This Herb-Crusted Roast Lamb with Orange Glaze combines savory herbs with a sweet citrusy glaze for a dish that's both elegant and comforting. Perfect for special occasions or a unique Sunday dinner, this roast lamb will impress with its flavors and simplicity.
The star of this dish is the leg of lamb, which provides a rich, tender base for our flavors. We use olive oil to help the herbs stick and to add a touch of healthy fat. Fresh garlic, rosemary, and thyme create an aromatic herb crust that is earthy and fragrant. We season with salt and black pepper to enhance all the natural flavors. The orange zest and juice bring a bright, citrusy contrast, while honey adds a hint of sweetness. Chicken broth adds depth to the glaze, and Dijon mustard gives it a subtle tang. Finally, unsalted butter rounds out the glaze, adding a silky finish.
This lamb pairs beautifully with roasted vegetables like carrots and potatoes. A simple side salad with a citrus vinaigrette complements the flavors well. For a more robust meal, serve with creamy mashed potatoes or a wild rice pilaf.
First, preheat your oven to 375°F (190°C). This will ensure your oven is nice and hot, ready to give the lamb a good roast. While that's heating up, we'll prepare our herb crust. In a small bowl, combine the olive oil, minced garlic, rosemary, thyme, salt, and black pepper. Mix these until they form a paste. Now, it's time to get hands-on. Rub this paste all over the lamb, pressing it into the meat. Make sure every nook and cranny is covered for maximum flavor.

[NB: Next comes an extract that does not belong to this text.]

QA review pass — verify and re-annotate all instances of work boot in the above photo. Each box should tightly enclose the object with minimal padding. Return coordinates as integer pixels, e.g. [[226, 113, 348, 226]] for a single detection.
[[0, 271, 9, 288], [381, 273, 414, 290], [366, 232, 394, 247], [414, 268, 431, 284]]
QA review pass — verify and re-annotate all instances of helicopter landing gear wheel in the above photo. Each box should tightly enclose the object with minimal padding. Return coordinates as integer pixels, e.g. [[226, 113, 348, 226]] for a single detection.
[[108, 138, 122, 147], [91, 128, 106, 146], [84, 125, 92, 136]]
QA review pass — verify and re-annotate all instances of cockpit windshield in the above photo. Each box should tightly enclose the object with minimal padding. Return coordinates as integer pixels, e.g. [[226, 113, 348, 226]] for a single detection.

Place the lamb on a roasting rack within a large roasting pan. This setup helps the heat circulate evenly around the meat. Pop it in the oven and let it roast for about 1.5 to 2 hours. You'll want to check the internal temperature aiming for 135°F for medium-rare. While the lamb is roasting, prepare the glaze. In a small saucepan over medium heat, combine the orange zest, orange juice, honey, chicken broth, Dijon mustard, and butter. Bring this mixture to a simmer and let it reduce until it thickens slightly, which should take about 10 minutes.
Once the lamb has reached the desired temperature, take it out of the oven and brush it generously with your orange glaze. Let it rest for about 15 minutes. This resting period allows the juices to redistribute, making for a juicier slice. Finally, slice up the lamb and serve it while it's still warm.